Address correspondence and reprint requests to Dominique L. Musselman, Department of Psychiatry and Behavioral Sciences, Emory University School of Medicine, Woodruff Memorial Research Building, 101 Woodruff Circle, Suite 4000, Atlanta, GA 30322. E-mail: dmussel{at}emory.edu

Objective: To determine a) whether clinical response to electroconvulsive therapy (ECT) is associated with decreased platelet activation in patients with major depressive disorder (MDD) and b) if any medical/demographic characteristics predict response to ECT or changes in platelet activation. Increased platelet activation may underlie the increased risk of coronary artery disease (CAD) in patients with MDD.

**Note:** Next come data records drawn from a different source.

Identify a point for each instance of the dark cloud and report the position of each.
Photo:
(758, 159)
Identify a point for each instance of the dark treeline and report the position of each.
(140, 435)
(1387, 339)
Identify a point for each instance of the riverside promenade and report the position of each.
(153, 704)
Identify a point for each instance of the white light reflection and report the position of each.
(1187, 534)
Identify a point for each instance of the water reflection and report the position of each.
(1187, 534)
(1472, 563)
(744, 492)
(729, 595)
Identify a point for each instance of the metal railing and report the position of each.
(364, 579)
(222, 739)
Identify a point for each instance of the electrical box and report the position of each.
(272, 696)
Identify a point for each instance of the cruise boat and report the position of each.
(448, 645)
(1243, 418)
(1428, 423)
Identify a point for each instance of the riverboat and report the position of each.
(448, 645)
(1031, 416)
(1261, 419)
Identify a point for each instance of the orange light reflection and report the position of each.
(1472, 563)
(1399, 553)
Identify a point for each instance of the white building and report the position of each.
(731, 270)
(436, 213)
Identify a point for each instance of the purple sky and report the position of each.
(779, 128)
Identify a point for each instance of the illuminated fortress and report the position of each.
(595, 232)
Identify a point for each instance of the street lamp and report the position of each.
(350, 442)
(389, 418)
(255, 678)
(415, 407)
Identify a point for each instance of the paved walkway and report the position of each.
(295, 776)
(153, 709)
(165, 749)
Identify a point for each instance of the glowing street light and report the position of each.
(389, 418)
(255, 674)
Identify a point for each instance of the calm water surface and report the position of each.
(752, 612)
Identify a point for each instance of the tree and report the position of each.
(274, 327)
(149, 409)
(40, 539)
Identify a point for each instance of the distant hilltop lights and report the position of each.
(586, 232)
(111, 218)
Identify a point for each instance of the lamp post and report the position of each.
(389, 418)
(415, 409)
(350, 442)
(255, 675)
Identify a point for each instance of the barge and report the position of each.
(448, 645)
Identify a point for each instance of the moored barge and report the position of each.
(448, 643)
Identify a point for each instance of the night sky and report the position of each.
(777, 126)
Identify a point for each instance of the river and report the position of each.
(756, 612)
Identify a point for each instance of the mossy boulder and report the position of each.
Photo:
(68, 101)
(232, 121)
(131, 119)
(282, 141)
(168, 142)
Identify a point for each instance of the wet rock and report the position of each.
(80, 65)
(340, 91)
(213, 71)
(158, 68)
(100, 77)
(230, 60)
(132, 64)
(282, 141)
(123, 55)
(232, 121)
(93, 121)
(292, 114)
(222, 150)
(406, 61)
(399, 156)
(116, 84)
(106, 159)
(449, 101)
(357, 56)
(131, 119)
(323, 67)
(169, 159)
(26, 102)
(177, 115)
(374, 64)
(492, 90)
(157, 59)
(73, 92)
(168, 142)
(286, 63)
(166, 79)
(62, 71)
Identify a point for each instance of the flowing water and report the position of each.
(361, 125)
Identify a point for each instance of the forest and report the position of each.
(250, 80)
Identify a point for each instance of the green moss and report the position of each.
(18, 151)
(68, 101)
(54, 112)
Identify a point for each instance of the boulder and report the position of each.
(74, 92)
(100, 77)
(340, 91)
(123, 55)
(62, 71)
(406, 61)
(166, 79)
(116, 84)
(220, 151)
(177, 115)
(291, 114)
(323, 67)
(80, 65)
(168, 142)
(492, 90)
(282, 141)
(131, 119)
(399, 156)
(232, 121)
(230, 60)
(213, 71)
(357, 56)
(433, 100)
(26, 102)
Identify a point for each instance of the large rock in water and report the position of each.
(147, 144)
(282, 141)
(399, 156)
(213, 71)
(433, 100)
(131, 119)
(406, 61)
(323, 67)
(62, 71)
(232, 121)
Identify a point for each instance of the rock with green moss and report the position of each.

Methods: Before their first and sixth ECT treatments, study patients (n = 44) completed the Beck Depression Inventory (BDI) to assess the severity of depressive symptoms. Activity of the platelet thromboxane (TBX) A₂ pathway was assessed by measuring the morning spot urinary concentrations of 11-dehydroxy-thromboxane B₂ (11-D-TBX B₂), a major metabolite of platelet-derived TBX A₂.

Results: Multivariate logistic regression analyses revealed that improvement on the BDI was significantly more likely in patients without a history of hypertension (p = .02) and in patients who were prescribed a greater number of "platelet-altering" medications (p = .03). During a course of ECT, a decrease in urinary 11-D-TBX B₂ was significantly more likely to occur in ECT nonresponders (p = .01) and younger patients (p = .02).

Conclusions: Clinical response to ECT coadministered may not be associated with decreases in platelet-derived TBX. Future studies will confirm which somatic "antidepression" treatments offer optimal thrombovascular benefits for depressed patients with multiple risk factors for, or clinically evident, cerebral disease or CAD.

Key Words: electroconvulsive therapy • platelet function • thromboxane • major depressive disorder • antidepressants • autocrine pathways

Abbreviations: 5HT = serotonin; 11-D-TBX B₂ = 11-dehydroxy-thromboxane B₂; ASA = aspirin; BDI = Beck Depression Inventory; CAD = coronary artery disease; ECG = electrocardiogram; ECT = electroconvulsive therapy; ECT-1 = first ECT; ECT-6 = sixth ECT; ELISA = enzyme-linked immunosorbent assay; GPIIb/IIIa = glycoprotein IIb/IIIa; TBX = thromboxane; MDD = major depressive disorder; MI = myocardial infarction; SSRIs = selective serotonin reuptake inhibitors.